Мария Давидовна смотрела на спину уходящего человека. Она теперь наверняка знала, с кем говорила, с каким человеком только что общалась, и будет еще общаться в ближайшие дни. Это сильно пугало, и она знала, что никогда не сделает шаг назад. Что бы ни случилось, она не может отступить, потому что позади пропасть, из которой нет возврата.
Даже, если она не сможет поверить в то, что Михаил Борисович — Бог, главное, чтобы он избавил её от смертельной болезни, как он это сделал для Оксаны.
Отвернувшись от уходящего человека, она медленно пошла домой.
Ждать.
Я в комнате, которую купил полгода назад. Рабочее общежитие на одной из окраин города. Деревянные полы, потрескавшиеся и облупившиеся стены, кухня и туалет в конце коридора. Когда покупал эту жилплощадь, я думал, что это будет мой запасной аэродром. Я и сейчас так думаю, но за все эти полгода я здесь всего два раза, считая и эту ночь.
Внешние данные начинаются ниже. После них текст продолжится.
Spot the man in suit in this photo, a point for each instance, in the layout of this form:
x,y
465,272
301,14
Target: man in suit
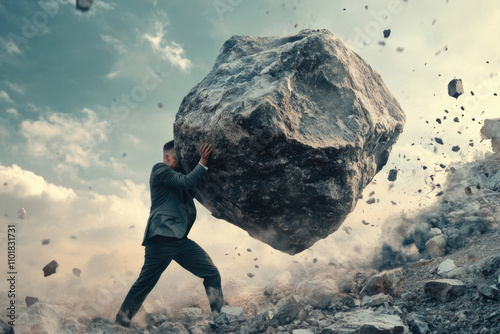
x,y
171,217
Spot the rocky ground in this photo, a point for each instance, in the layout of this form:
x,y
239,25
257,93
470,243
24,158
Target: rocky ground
x,y
441,276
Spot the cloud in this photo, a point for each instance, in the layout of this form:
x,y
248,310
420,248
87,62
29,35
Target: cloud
x,y
4,133
22,184
115,43
15,87
64,136
12,111
97,6
172,52
9,46
5,97
111,75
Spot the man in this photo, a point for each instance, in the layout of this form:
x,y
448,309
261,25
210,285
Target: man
x,y
171,217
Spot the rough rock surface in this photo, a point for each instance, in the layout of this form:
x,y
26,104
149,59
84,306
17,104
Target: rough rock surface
x,y
444,289
300,125
366,321
40,318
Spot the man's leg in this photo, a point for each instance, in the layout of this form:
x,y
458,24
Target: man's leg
x,y
157,258
193,258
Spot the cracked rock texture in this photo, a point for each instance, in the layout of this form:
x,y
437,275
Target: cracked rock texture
x,y
300,125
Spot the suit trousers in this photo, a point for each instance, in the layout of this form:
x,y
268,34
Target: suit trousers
x,y
159,252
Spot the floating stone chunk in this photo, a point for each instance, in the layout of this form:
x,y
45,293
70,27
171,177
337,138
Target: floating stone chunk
x,y
50,268
77,272
21,214
30,301
300,125
455,88
491,130
393,175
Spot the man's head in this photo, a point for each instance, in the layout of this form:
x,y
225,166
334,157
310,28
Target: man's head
x,y
169,155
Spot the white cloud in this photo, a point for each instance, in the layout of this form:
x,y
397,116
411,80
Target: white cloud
x,y
115,43
172,52
21,183
4,133
64,136
12,111
9,46
15,87
111,75
5,97
97,6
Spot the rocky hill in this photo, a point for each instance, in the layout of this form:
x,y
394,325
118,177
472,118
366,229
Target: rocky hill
x,y
441,275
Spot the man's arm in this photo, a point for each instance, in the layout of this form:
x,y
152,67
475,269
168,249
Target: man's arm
x,y
168,176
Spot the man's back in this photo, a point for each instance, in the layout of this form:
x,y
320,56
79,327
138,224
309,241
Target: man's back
x,y
172,208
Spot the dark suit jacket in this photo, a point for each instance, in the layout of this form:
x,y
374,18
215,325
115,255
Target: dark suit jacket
x,y
172,211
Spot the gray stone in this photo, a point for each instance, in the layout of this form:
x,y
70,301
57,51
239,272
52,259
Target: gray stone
x,y
71,326
172,328
416,324
388,282
229,315
366,321
77,272
30,301
455,88
191,315
300,125
257,324
436,246
50,268
285,311
377,300
446,266
444,289
489,291
491,130
302,331
40,318
393,175
317,293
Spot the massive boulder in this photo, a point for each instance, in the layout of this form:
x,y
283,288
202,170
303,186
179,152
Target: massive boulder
x,y
300,125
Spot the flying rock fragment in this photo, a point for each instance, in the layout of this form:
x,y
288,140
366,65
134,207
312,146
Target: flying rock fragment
x,y
393,175
30,301
455,88
491,130
21,214
77,272
50,268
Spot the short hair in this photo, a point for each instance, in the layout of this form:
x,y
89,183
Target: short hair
x,y
168,146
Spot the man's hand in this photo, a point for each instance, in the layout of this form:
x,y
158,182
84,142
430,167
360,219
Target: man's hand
x,y
205,150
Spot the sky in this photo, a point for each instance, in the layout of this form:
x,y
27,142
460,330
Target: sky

Странный день. Вроде бы, я должен испугаться — следствие ходит рядом со мной, женщина-психиатр уже догадывается о моей роли в этих убийствах, малейшая ошибка с моей стороны и все закончится. Вроде бы, я открылся Марии Давидовне и сделал это сознательно, но — не факт, что она смогла понять и поверить. Хотя, конечно же, она поняла и поверила.
Я сажусь за стол и, вытянув лист бумаги из стопки, рисую себя. Таким, каким вижу в данный момент.
В глазах странное спокойствие, словно я иду над краем пропасти и ничуть не волнуюсь из-за того, что могу в любую секунду сорваться вниз, туда, где бездонная пропасть. На лице умиротворение, будто я сделал все возможное и невозможное для достижения своей безумной цели, и впереди больше ничего нет. На губах легкая улыбка, которая говорит о том, что я радуюсь происходящим вокруг меня странным событиям. Явная готовность повернуть голову, словно я хочу обернуться и посмотреть назад, в тот день, когда я скрыл на долгие годы Богиню от человеческих глаз.
Последние штрихи и я смотрю на свой портрет. Хорошо получилось. Я доволен, потому что все складывается как нельзя лучше.
Отложив портрет в сторону, я смотрю в окно. Еще несколько дней и август кончится. В конце лета темнеет быстро. Вечерние сумерки погружают улицу в серость, и люди, которые изредка проходят под моими окнами, выглядят так, как я их и представляю — тени, бредущие в никуда.